For years, a certain 37-year-old woman bemoaned her heavy thighs and bulging belly, wishing that she could somehow move the excess fat to her flat chest. No amount of dieting or exercise seemed to help. She was one of the few for whom plastic surgery was the only hope. Surgery made her dream come true: Today she has smaller thighs, a flatter tummy and larger breasts.
Another woman, whose face was deeply wrinkled, had a plastic surgeon take fat from her double chin and use it to plump up her creases. Today she enjoys a more youthful appearance.
These are examples of the newest development in the world of body contouring: the combination of suction-assisted lipectomy (SAL), in which fat is vacuumed out of the body, and autologous fat grafting, in which fat is taken from one area and injected into a place that needs padding. Body contouring is not for overall weight reduction; its purpose is to remove unevenly distributed pockets of fat that can't be budged by exercise or diet.
The American Society of Plastic and Reconstructive Surgeons reports that in 1984, when plastic surgeons performed 477,700 procedures for strictly aesthetic reasons, 55,900 operations were SALs, making it one of the most popular forms of aesthetic surgery, despite the fact that the technique has only been used in the United States since 1981. (Fat grafting is such a recent development that it was not included in the 1984 survey.)
Fat has been removed surgically since before the turn of the century, but it was not until the mid-1970s that Dr. Yves-Gerard Illouz of Paris introduced new suction techniques that popularized this form of body contouring.
At a recent plastic-surgery conference in Los Angeles, Illouz and others reported on successful surgeries involving SALs used in conjunction with fat grafting. Besides its use in plumping wrinkles and augmenting breasts, fat grafting is employed to correct congenital deformities and other irregularities.

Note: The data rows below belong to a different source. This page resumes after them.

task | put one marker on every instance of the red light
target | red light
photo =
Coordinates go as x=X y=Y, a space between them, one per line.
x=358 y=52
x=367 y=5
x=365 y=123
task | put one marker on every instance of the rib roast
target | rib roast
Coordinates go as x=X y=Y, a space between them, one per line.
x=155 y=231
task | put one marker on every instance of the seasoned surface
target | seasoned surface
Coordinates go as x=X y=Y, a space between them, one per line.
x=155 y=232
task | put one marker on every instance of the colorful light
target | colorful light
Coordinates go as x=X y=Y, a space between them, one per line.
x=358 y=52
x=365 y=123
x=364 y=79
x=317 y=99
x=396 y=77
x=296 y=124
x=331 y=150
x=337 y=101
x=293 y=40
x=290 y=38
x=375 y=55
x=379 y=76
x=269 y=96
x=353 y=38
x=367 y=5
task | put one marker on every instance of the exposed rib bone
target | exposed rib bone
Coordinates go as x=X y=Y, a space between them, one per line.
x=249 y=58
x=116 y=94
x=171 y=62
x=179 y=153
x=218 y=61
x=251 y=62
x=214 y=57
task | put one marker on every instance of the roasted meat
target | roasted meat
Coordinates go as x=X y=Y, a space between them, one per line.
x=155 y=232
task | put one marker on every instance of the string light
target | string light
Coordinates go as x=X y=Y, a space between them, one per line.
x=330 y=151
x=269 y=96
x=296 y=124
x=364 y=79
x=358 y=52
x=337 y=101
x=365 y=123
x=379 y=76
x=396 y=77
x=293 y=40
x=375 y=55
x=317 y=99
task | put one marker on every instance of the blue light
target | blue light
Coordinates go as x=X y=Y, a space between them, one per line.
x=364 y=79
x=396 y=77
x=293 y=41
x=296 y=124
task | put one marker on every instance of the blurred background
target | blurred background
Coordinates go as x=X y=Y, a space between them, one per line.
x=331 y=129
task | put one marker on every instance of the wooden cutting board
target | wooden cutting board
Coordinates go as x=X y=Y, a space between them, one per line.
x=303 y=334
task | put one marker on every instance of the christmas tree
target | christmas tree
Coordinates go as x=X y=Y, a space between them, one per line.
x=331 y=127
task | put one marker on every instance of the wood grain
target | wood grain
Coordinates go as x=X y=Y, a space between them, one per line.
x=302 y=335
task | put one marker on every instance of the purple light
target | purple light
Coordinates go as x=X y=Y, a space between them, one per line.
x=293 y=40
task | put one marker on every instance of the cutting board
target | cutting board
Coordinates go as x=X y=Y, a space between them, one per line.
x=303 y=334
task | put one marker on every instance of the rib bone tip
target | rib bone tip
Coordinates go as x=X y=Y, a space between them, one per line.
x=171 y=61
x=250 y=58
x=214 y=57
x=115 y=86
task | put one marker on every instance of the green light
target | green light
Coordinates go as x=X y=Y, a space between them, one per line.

Dr. Frederick M. Grazer, a Newport Beach plastic surgeon, says: "It is a little too early to say that autologous fat grafting is here to stay. So far, we cannot determine the survivability of the (grafted) fat cells." When large amounts of fat are transferred from one area to another, many or all of the cells in these blocks are not properly nourished by the blood supply. Eventually they are absorbed by the body, and the desired effect is lost.
Dr. Mel Bircoll, a Beverly Hills plastic surgeon, developed a fat-transplant procedure that--unlike traditional grafting, which moves large blocks of fat--distributes extremely tiny globules over a relatively widespread area. Thus, it allows all of the transplanted fat to be in contact with the blood supply. Breast transplants that he performed more than three years ago, he says, have held up "with no real signs of absorption." Now Bircoll is using his procedure in cheek and chin implants and to improve the appearance of aged hands.
A word of caution: Fat suctioning, grafting and transplants may sound like easy solutions to facial and figure flaws, but, as Grazer points out, surgery should be considered "a last resort."
Complications--including massive infection and even death--have been associated with these surgeries. Researchers at the conference also emphasized that surgery must not be considered a quick fix for obesity. It is merely a way to correct disproportionate bulges such as saddlebags and love handles that cannot be reduced using traditional methods. If the post-plastic surgery patient wants to be slim all over, he or she must also change eating and exercise habits.